Effect of different NMDA-enhancing agents
Given that the NMDA-enhancing agents are not a homogeneous group, their varied efficacy is not surprising. d-Serine and glycine treatment has a more comprehensive symptom-improvement profile than does d-cycloserine. Specifically, the effects of d-serine and glycine are greater than those of d-cycloserine on negative symptoms.4-7,9,14 This is probably because d-serine and glycine are full agonists whereas d-cycloserine is a partial agonist that cannot fully activate the NMDA receptor. When combined with a substantial NMDA agonist, d-cycloserine behaves like an antagonist, thereby worsening the psychosis. In fact, the results of d-cycloserine trials are mixed. Consistent with its role as a full agonist and its low CNS bio-availability by peripheral administration, higher doses of glycine are more effective for negative symptoms than the lower doses used in earlier studies.4
d-Serine significantly improves negative, positive, cognitive, depressive, and total psychopathology. While the effects of d-serine are similar to those of glycine in negative, cognitive, depressive, and total psychopathology, d-serine, but not glycine, also improves positive symptoms. This can be explained by the better central bioavailability of serine. Future studies on optimal glycine and d-serine dosing can clarify whether the difference is caused by central bio-availability. d-Alanine, another full agonist of the NMDA-glycine site, has thus far been tested only by our group and has shown a comprehensive efficacy profile similar to that of d-serine.6
Although there are several GlyT1 inhibitors in preclinical development, only sarcosine has been clinically tested in 5 studies: 3 studies in stable patients with chronic schizophrenia, 1 in patients with acute exacerbation, and 1 in which sarcosine was used as the sole antipsychotic agent.9,14,16-19 In trials with stable chronically ill patients who received antipsychotics other than clozapine, the efficacy of sarcosine was similar to that of d-serine and d-alanine.9,19 In addition, 2 recent studies suggest that sarcosine, more than d-serine, can be of benefit to both acutely ill and chronically stable patients with schizophrenia.18,19 Compared with those in the placebo group, patients in the sarcosine group rather than patients in the d-serine group were more likely to respond.

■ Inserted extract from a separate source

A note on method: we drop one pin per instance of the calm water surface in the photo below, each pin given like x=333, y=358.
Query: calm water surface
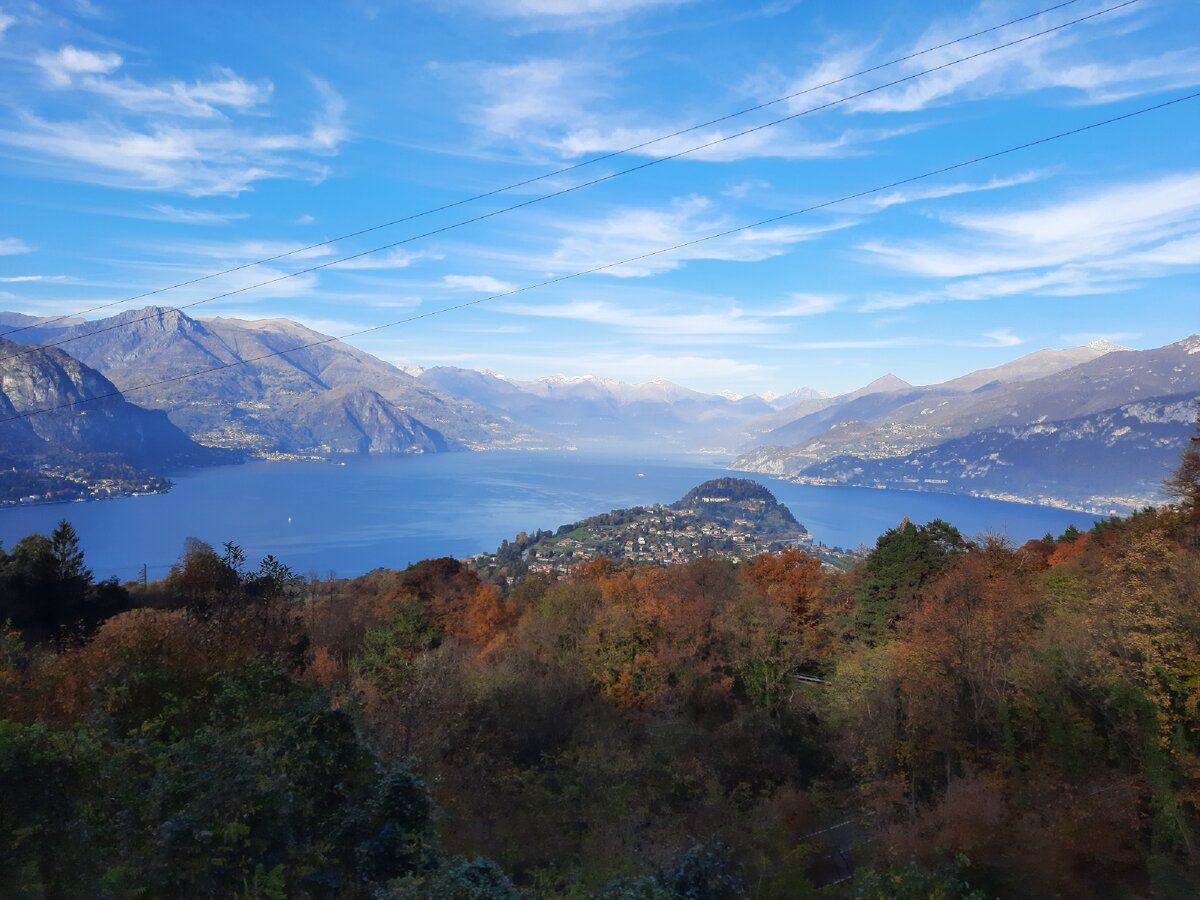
x=394, y=510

Both sarcosine and d-serine are superior to placebo in score-changing rates of the PANSS-total and Quality-of-Life scales. In addition, sarcosine distinctly elicited better response rates than control when administered as the sole antipsychotic agent, particularly in antipsychotic-naive patients.14 Taken together, these findings indicate the interesting possibility that the GlyT1 inhibitor may be more effective than NMDA-glycine site agonists at the doses being tested for the treatment of schizophrenia. One possibility is that the anatomical distribution of GlyT1 is more relevant than the NMDA receptor per se to the circuitries involved in schizophrenia. Nevertheless, further confirmation and parallel comparison are required to determine effective dosing ranges and to compare the effectiveness of the full agonist of the NMDA-glycine site with the GlyT1 for treating schizophrenia. Caution is needed in interpreting these exploratory studies; all but 1 of which were performed by our group with similar design and inclusion/exclusion criteria.